Sta,-That the headships of Catholic schools should go to "the very best of Catholic teachers" (a phrase of Mr. W. D. Farrell's letter of May 28) is obviously desirable, but recent correspondence in your columns has shown that Catholic teachers cannot take it for granted that the best man (or woman) always wins. To find the best must involve selection from a number. If one person is nominated, and more or less privately appointed, by school managers (with merely the show of assessing the claims of other candidates to satisfy formality), how can Catholic teachers ever he sure of fair dealing?

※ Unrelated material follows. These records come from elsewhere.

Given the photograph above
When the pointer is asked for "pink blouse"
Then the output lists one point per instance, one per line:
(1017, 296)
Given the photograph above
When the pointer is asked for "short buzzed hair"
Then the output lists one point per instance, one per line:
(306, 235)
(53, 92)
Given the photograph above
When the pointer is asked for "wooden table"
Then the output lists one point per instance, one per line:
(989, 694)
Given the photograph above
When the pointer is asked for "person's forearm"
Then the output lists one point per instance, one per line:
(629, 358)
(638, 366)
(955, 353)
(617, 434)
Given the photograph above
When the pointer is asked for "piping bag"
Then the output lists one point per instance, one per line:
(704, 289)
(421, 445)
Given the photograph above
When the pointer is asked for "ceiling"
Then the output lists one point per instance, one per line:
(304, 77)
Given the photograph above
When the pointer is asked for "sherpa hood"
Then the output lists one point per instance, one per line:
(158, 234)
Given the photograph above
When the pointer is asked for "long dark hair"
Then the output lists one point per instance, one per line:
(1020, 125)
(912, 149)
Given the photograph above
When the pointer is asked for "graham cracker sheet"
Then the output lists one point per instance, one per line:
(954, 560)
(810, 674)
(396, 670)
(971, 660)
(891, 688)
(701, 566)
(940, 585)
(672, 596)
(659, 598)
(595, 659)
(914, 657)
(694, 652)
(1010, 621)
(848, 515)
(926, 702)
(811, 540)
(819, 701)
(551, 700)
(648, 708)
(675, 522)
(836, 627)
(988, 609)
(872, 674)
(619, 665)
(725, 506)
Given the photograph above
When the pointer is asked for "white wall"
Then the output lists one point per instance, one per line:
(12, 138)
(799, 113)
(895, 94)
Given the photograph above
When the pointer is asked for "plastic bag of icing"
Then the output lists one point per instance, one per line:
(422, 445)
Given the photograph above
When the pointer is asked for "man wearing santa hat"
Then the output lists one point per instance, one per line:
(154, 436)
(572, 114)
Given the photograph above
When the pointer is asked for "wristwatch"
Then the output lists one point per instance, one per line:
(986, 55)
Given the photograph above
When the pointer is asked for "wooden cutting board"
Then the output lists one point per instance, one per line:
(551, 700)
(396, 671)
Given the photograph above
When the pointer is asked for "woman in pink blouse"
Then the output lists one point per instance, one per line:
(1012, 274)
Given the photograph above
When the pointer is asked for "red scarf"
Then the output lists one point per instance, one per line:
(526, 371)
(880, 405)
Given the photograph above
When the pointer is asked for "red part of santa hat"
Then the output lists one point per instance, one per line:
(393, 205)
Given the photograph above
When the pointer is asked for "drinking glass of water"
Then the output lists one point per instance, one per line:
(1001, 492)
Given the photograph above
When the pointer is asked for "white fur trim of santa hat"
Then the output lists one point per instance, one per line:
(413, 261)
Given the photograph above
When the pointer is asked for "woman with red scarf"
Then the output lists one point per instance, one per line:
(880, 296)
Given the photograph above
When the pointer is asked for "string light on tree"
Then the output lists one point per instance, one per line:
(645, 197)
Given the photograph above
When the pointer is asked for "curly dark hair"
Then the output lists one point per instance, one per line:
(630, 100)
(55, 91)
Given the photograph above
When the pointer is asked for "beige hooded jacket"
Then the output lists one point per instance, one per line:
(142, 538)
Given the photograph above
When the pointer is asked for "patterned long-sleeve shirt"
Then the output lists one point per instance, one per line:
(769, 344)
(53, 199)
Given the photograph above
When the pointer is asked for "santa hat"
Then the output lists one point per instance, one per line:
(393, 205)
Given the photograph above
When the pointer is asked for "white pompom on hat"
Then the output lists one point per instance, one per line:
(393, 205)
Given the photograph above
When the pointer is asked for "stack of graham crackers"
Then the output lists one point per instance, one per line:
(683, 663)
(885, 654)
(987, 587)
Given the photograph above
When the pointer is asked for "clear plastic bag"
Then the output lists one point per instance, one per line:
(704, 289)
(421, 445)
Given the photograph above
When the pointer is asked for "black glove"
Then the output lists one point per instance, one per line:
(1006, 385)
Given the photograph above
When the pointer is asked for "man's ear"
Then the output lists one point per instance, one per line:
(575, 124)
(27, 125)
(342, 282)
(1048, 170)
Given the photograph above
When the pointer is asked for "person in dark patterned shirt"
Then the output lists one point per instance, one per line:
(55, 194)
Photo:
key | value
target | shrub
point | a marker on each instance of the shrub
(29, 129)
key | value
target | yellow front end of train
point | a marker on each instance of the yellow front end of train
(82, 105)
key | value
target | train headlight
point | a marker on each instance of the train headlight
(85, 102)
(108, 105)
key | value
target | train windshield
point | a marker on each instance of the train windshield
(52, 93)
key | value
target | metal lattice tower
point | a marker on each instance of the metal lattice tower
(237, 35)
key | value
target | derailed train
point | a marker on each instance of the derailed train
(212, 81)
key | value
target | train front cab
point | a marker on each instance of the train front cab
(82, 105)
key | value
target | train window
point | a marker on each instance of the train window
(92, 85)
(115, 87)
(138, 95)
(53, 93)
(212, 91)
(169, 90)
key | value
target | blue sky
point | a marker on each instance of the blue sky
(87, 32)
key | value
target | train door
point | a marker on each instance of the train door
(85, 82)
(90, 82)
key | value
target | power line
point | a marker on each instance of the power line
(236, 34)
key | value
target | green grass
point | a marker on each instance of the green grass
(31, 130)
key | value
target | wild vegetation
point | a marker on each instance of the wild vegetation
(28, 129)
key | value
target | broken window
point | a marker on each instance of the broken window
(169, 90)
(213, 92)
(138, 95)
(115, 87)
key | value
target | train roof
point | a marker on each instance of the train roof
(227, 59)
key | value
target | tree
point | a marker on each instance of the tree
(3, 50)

Let us consider a possible situation, akin to the one cited by Mr. J. J. Bateman last week. A community of nuns pays the required portion of the cost of building a voluntary aided school, and thereby obtains the right to appoint its Foundation Managers. These in turn appoint the bead teacher of the nuns' own choosing. The Parish Priest, in such cases, is usually only a manager, out of courtesy, and not the Correspondent. (And it is only fair to say that the nun appointed is sometimes, herself not very happy about her promotion, but observes her vow of obedience.) Is not this a "restrictive practice" that reduces fair and open competition to vanishing point?
Mr. Farrell, a stalwart of Catholic teachers' associations, might explain why no word of protest from any such organisation as a body has yet been forthcoming in your columns, although members like himself know such injustices regularly occur.
R. I. W. Gentry 44 Flanders Road, W.4.